Nachdem das Auftaktspiel gegen den BVB mehr oder minder hilflos abgeschenkt wurde, ist am morgigen Samstag eine deutlicher Ruck in der Mannschaft nötig. Nachdem wir an anderer Stelle ja schon über den Kader sprachen, sollte man heute mal über die Aufstellung reden.

Es steht zu erwarten, das die Eintracht erstmalig seit langem in der Startelf mit einer Viererkette beginnt, nachdem der Übungsleiter in den vergangenen beiden Spielen jeweils auf diese Formation umgestellt hat und es damit deutlich besser lief. Dann ist die Frage, ob ein offensives 4-3-3 oder ein eher abwartendes 4-2-3-1oder gar ein 4-4-2 das Mittel sein werden, mit dem die Eintracht den ersten Heimsieg der Saison festmachen will.

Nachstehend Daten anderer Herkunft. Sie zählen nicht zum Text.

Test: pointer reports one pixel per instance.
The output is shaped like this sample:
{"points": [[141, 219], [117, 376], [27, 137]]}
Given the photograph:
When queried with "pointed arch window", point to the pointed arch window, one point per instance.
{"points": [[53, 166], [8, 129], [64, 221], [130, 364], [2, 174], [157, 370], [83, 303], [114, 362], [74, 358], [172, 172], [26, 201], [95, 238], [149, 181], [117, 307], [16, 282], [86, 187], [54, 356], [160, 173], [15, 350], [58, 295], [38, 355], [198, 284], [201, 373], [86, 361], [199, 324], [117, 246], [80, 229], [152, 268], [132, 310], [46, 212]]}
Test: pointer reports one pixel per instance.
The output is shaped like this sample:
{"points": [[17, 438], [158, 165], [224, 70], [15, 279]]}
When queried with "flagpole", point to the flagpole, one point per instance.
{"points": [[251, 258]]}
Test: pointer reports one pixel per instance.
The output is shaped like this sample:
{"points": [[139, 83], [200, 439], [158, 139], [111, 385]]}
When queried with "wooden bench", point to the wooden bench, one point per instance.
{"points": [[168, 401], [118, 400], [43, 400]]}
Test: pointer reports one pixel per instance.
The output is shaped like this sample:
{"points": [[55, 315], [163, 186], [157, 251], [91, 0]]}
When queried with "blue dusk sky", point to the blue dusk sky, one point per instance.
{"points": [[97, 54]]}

Ich kann mir eins der beiden letzteren Systeme vorstellen, also bei einem 4-2-3-1 mit

Trapp – Durm, Tuta, Hinteregger, N’Dicka – Hasebe, Sow – Hauge, Kamada, Kostic – Borre

oder im 4-4-2 mit

Trapp – Durm, Tuta, N’Dicka, Lenz – Hauge, Sow, Kamada, Kostic – Borre, Ache

Ich würde immer Tuta stellen, um ihn heranzuführen, und wann, wenn nicht gegen Augsburg sollte man das tun. Hasebe ist bei zwei eher defensiv orientierten Mittelfeldspielern klar, wenn im 4-2-2 4-4-2 quasi die Raute gespielt wird passt für mich Sow besser und N’Dicka macht den Spielaufbau von hinten.

Wer fehlt? Touré. Klar, der ist erst seit dieser Woche wieder im Mannschaftstraining, der braucht noch ein paar Tage. Und der Kapitän. Sebastian Rode. Auf unbestimmte Zeit. Nicht schön. Und erhöht natürlich den Druck auf die sportliche Leitung, einen neuen fürs defensive Mittelfeld zu finden. Wenn ich mir einen backen könnte, sähe er so aus:

(c) Imago Images

Ein Makoto Hasebe in jung. Das wär’s.

Ansonsten bleibt mir nur noch zweierlei: allen, die am Samstag ins Stadion kommen, viel Spaß zu wünschen und noch einen Gedanken zu Sebastian Rode loszuwerden, den ich so gestern im Blog-g gelesen habe:

Ich wünsche ihm nicht nur gute Besserung, nein ich wünsche ihm auch die Fähigkeit, auf seinen Körper zu hören und rechtzeitig die Bremse zu ziehen, wenn es besser ist, kürzer zu treten.

In diesem Sinne, auf drei Punkte morgen.